Teens who had existing mental health or sleep problems when the pandemic began were particularly vulnerable to the mental health effects of the pandemic, researchers said. Photo by Jesús Rodríguez/Unsplash
Support from family and friends, along with exercise and sufficient sleep, have helped protect teens' mental health during the pandemic, new research shows.
The study also found that teen girls have been more likely than boys to suffer mental distress during the pandemic.
For the study, researchers analyzed data gathered from more than 3,000 participants, aged 11 to 14, in the Adolescent Brain Cognitive Development (ABCD) study -- the largest long-term study of brain development and child health ever conducted in the United States -- before and during the early months of the pandemic.

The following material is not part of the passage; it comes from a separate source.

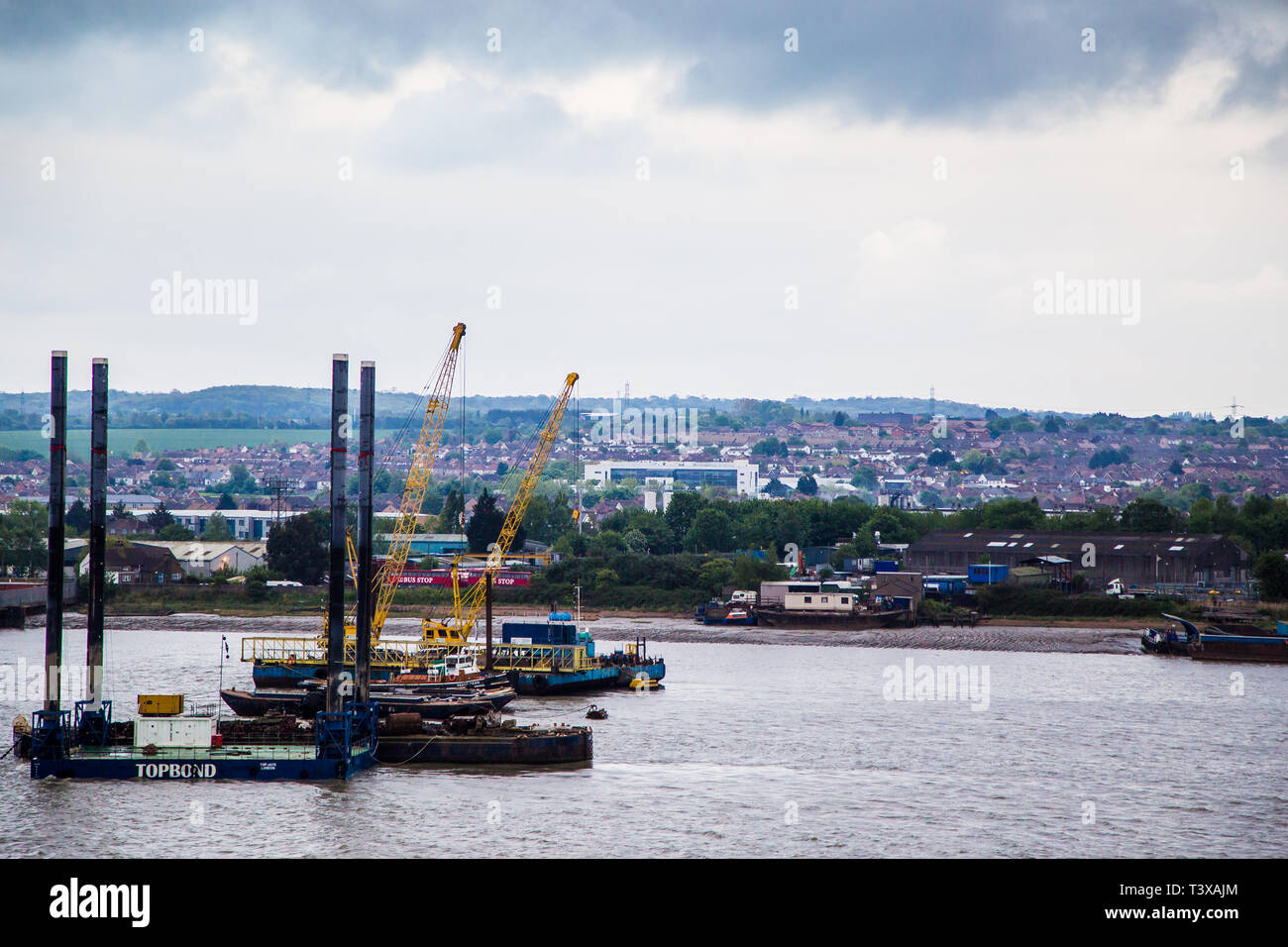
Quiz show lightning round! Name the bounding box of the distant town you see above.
[0,389,1288,523]
[0,388,1288,615]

The factors most strongly associated with protecting teens against stress, anxiety and depression were positive relationships (such as talking about plans for the coming day with parents or participating in family activities) and healthy behaviors, including physical activity and adequate sleep.

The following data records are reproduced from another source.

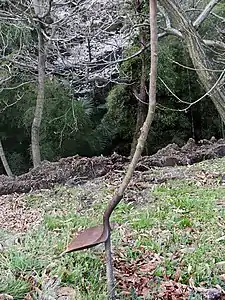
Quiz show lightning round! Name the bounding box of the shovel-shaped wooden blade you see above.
[63,225,108,254]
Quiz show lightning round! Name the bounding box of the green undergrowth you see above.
[0,159,225,300]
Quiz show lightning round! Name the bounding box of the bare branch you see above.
[193,0,221,28]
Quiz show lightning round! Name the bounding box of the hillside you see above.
[0,143,225,300]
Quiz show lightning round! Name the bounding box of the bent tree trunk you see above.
[159,0,225,123]
[103,0,158,300]
[0,140,13,177]
[31,28,45,168]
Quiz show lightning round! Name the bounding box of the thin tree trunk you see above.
[31,24,45,168]
[103,0,158,300]
[130,13,147,157]
[159,0,225,123]
[0,140,13,177]
[130,101,147,157]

Significant factors linked with poor mental health were more screen time (including social media and video games) and witnessing racism or discrimination in relation to the pandemic.
Girls and teens who had existing mental health or sleep problems when the pandemic began were particularly vulnerable to the mental health effects of the pandemic.
"Early adolescence is a time when youth are already experiencing rapid change physically, emotionally and socially, and the COVID-19 pandemic has caused immense disruption to this sensitive stage in life," said Dr. Nora Volkow, director of the U.S. National Institute on Drug Abuse (NIDA), which funded the research.
"This study helps us understand how modifiable lifestyle factors affect the mental health and well-being of adolescents, and it can inform the development of interventions to protect youth during a major life stress. This is important now, as we continue to grapple with the pandemic, and also in future crisis response at the local or national level," Volkow added in an NIDA news release.
The study was published Monday in the Journal of Adolescent Health.
"Focusing on what you can do to support young people, like maintaining as much of a routine as possible, walking at least 10 minutes a day, and strengthening family relationships, really matters during times of stress," said Fiona Baker, director of the Center for Health Sciences at SRI International in Menlo Park, Calif., and principal investigator of the ABCD study site at SRI.